Damien was standing there, the familiar black slice, but no longer such a stark contrast. With my new pale and deep gray accents, he fit in. He looked really damn good in my bedroom.
“You changed things.” He finished the turn, watching me come in.
“Some. Felt like time.”
“Glad Ulysses made the cut though.”
I glanced at my unicorn, rather incongruously perched on the watered silk pattern of the shams. “I’d never give Ulysses the boot. Sorry, I have only juice glasses. Nothing fancy.”
“These work.” He set them on my repainted vanity and poured for us both. He handed me a glass and held his up mutely.
I clinked without comment and took a sip. So good. “This stuff is pricey. I looked it up.”
“Yeah, it is.”
“How the hell can you afford it, let alone in that bar?”

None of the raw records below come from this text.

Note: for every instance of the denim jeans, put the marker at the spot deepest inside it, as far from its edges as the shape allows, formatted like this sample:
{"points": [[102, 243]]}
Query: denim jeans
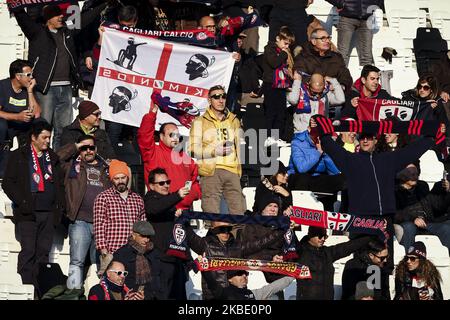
{"points": [[56, 108], [439, 229], [346, 28], [81, 240]]}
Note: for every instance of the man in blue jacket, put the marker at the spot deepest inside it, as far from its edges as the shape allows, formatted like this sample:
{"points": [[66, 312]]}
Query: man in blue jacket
{"points": [[312, 169]]}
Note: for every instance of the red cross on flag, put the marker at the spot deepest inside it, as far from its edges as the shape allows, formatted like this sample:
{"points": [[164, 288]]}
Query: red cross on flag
{"points": [[134, 69]]}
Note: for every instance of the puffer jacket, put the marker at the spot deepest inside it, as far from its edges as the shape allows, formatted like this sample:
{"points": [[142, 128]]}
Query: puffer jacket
{"points": [[357, 9], [331, 64], [203, 140], [320, 263], [305, 158], [233, 248], [43, 50]]}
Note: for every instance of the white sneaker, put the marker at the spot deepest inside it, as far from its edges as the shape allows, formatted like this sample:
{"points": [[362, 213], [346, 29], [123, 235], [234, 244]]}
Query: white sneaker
{"points": [[269, 141], [282, 143]]}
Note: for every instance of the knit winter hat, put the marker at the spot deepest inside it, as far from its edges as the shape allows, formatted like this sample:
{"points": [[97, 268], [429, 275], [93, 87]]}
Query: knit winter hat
{"points": [[86, 108], [418, 249], [51, 11], [118, 167]]}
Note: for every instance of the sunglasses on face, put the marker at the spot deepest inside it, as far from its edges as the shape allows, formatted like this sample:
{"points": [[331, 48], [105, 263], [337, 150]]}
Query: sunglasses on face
{"points": [[162, 183], [86, 148], [120, 272], [412, 258], [222, 229], [174, 135], [424, 87], [219, 96]]}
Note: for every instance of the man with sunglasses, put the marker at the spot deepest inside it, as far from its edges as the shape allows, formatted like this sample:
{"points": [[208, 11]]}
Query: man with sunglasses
{"points": [[88, 123], [215, 143], [85, 176], [18, 106], [368, 265], [367, 87], [112, 285], [161, 211], [179, 166], [320, 259], [317, 57]]}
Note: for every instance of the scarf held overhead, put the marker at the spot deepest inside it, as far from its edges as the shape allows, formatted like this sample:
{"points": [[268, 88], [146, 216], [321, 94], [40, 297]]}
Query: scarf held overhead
{"points": [[339, 221], [380, 109], [290, 269], [37, 173], [178, 245]]}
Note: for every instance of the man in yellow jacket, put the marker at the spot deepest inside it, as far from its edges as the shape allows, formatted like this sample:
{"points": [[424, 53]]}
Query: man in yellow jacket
{"points": [[214, 142]]}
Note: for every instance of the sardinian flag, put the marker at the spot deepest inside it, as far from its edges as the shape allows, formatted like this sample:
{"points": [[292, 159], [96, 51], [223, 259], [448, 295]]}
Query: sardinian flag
{"points": [[380, 109], [137, 70], [15, 5]]}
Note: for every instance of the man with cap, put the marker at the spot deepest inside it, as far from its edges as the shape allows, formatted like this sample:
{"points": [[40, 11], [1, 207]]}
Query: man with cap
{"points": [[142, 261], [54, 57], [370, 176], [320, 259], [85, 176], [88, 123], [115, 211], [237, 287], [416, 277], [419, 211]]}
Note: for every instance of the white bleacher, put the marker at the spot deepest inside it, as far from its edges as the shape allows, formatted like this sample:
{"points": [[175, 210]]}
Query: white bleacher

“This is your first question?” He laughed, shaking his head.
“My first question was about the contact lenses, technically.”
“True. And, yes—the lenses, haircut, dyed it black.”
“That’s why your hair smelled like aloe. I knew I recognized that scent, but I didn’t put it together.”
“You and that hyperactive nose.” He shook his head. “I even got some really strong bay rum aftershave, to throw you off the scent. Har har.”
“What about the lip piercings?”
He bit his lower lip, curling it up for me to see the twin holes beneath. “I have them still. I was at a teaching job today—out in Evanston, that’s what I do on Sunday mornings—so I take out the ones more likely to offend for that.”
“And the tattoo?”
“Had that, too—and, before you ask—for the reason I told you. I didn’t lie to you about anything real, Marcia.”
My heart lurched a little, then settled back into place, only a little tender. “You knew I was a virgin though.”